Park Tae-Yong, Lee Ju Ah, Kang Byoung-Kab, Moon Tae-Woong, Ko Mi Mi, Lee Myeong Soo
Department of Oriental Medicine, Catholilc Kwandong University International St. Mary's Hospital Incheon, Republic of Korea.
Medical Research Division, Korea Institute of Oriental Medicine Daejeon, South Korea.
Int J Clin Exp Med. 2014 Dec 15;7(12):5146-57. eCollection 2014.

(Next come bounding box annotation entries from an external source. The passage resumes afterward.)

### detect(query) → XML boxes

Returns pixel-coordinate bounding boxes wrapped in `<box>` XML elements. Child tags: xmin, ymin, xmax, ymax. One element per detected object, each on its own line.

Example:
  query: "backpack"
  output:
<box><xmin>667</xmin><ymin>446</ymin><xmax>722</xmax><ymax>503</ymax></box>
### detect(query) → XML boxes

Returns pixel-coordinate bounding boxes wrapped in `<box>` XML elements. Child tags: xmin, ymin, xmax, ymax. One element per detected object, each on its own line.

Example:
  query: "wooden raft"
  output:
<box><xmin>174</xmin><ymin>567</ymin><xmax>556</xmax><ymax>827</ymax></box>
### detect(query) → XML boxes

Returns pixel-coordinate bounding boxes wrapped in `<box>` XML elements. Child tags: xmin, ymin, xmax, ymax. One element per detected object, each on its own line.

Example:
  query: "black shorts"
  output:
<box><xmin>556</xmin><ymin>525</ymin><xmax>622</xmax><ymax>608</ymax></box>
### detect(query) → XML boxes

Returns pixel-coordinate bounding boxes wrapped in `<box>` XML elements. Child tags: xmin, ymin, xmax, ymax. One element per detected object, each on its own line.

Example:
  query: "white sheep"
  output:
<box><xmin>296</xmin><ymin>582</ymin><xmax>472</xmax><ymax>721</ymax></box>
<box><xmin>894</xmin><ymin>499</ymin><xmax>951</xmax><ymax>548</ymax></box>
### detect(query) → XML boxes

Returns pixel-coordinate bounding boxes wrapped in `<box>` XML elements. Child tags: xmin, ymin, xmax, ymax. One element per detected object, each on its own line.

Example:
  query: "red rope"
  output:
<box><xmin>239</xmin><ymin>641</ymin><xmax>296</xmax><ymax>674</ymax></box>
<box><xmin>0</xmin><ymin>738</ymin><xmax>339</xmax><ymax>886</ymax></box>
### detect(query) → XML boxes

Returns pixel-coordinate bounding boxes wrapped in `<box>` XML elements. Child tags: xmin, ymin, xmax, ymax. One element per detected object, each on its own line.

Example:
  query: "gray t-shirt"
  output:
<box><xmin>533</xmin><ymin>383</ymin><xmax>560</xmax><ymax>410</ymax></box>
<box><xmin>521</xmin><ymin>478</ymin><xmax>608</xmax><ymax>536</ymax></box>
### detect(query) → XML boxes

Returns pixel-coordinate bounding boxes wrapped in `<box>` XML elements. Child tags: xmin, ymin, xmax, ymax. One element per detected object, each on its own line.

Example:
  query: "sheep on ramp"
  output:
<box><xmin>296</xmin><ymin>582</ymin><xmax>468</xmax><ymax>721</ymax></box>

Differences in the value that individual clinicians place on each clinical indicator, when performing pattern identification, can be a significant obstacle in achieving accurate and consistent pattern identification. In this study, we aimed to identify and rank the importance of clinical indicators that correspond to each pattern. During the fundamental study to standardize and objectify the identification of patterns in traditional Korean medicine (TKM) treatment for stroke (the SOPI-Stroke project), we developed the Third Standardization for Pattern Identification (K-SPI-Stroke-III), which includes 44 clinical indicators that belong to one of the four patterns (Dampness-Phlegm, Fire-Heat, Qi deficiency, and Yin deficiency). Between September 2006 and December 2010, a total of 105 TKM doctors from 11 hospitals performed four examinations on 4,012 subjects based on the clinical indicators in the K-SPI-Stroke-III, and they were asked to leave a special mark on the indicators they thought were important, regardless of the number of the indicators. A total of 1,018 patients were included in the study. Among the 44 clinical indicators of the K-SPI-Stroke-III, four indicators were highly significant in differentiating between patterns and the frequency within a pattern. In contrast, another seven indicators were almost useless. Meanwhile, six confounding indicators had outlying values for differentiating between patterns and the frequency within a pattern. In conclusion, the four significant indicators should be actively considered when identifying patterns for strokes in clinical practice. Regarding the six confounding indicators, a further study should be conducted to modify some parts of the current K-SPI-Stroke-III.
在进行证型识别时,各个临床医生对每个临床指标的重视程度存在差异,这可能成为实现准确且一致的证型识别的重大障碍。在本研究中,我们旨在识别与每种证型相对应的临床指标并对其重要性进行排序。在韩国传统医学(TKM)治疗中风的证型识别标准化和客观化的基础研究(SOPI - 中风项目)中,我们制定了第三版证型识别标准(K - SPI - 中风 - III),其中包括44个临床指标,这些指标分属于四种证型(痰湿、火热、气虚和阴虚)之一。在2006年9月至2010年12月期间,来自11家医院的105名韩医根据K - SPI - 中风 - III中的临床指标对4012名受试者进行了四项检查,并要求他们在认为重要的指标上做特殊标记,而不考虑指标数量。共有1018名患者纳入研究。在K - SPI - 中风 - III的44个临床指标中,有四个指标在区分证型和证型内频率方面具有高度显著性。相比之下,另外七个指标几乎无用。同时,有六个混淆指标在区分证型和证型内频率方面具有异常值。总之,在临床实践中识别中风证型时应积极考虑这四个显著指标。对于这六个混淆指标,应进一步研究以修改当前K - SPI - 中风 - III的某些部分。